Rahul Mehta, Chief Mentor, Clothing Manufacturers Association Of India (CMAI) also said, “Buyers are negotiating with the exporters asking for them to bear the cost of the additional duties.”
Pointing out the strategy of US tariffs after 90 days relaxation, Jatin Mahajan, Secretary, Association of Diagnostics Manufacturers of India (ADMI) said that the global trade will continue to be volatile, and therefore, Indian traders must create a tariff-resilient pricing strategy playbook.
Industry executives are also focusing on market diversification, as Mahajan said,”In the long term, we must explore market diversification by exploring new and emerging markets, creating unique and innovative products whose demand is not significantly impacted by pricing variations, and generating demand for their quality, efficacy, and efficiency.”
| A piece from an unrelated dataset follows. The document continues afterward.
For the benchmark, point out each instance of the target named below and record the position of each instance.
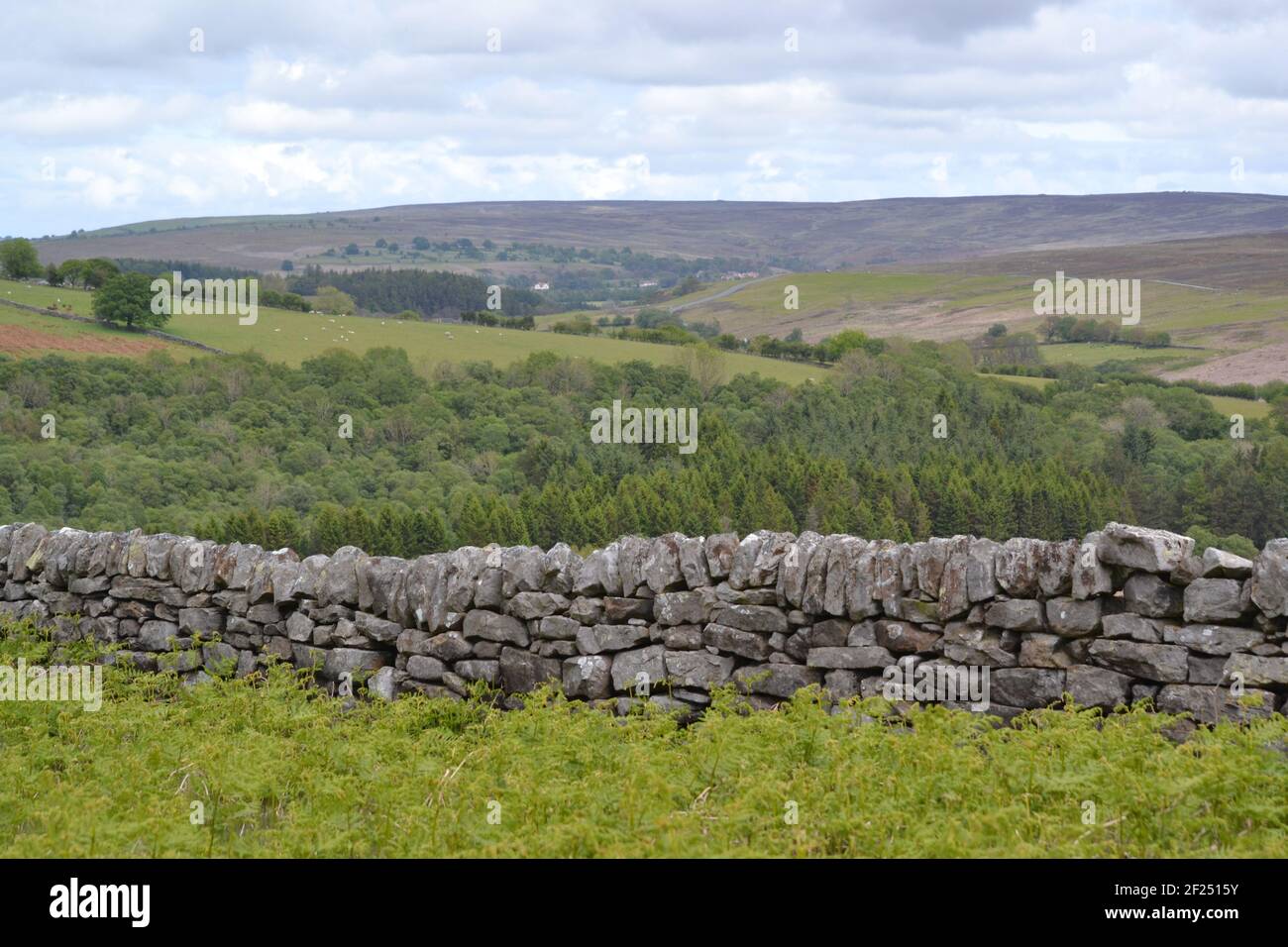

“The tariff revisions might allow Indian brands to position just under these critical thresholds. These tariff changes are creating real breathing room for Indian brands trying to break into saturated markets,” said Devansh Jain Nawal, Co-founder & CEO of Culture Circle.
As per the official data of Commerce and Industry Ministry, the textile and apparel industry contributes 2.3 per cent to the GDP, 13 per cent to industrial production, and 12 per cent to exports.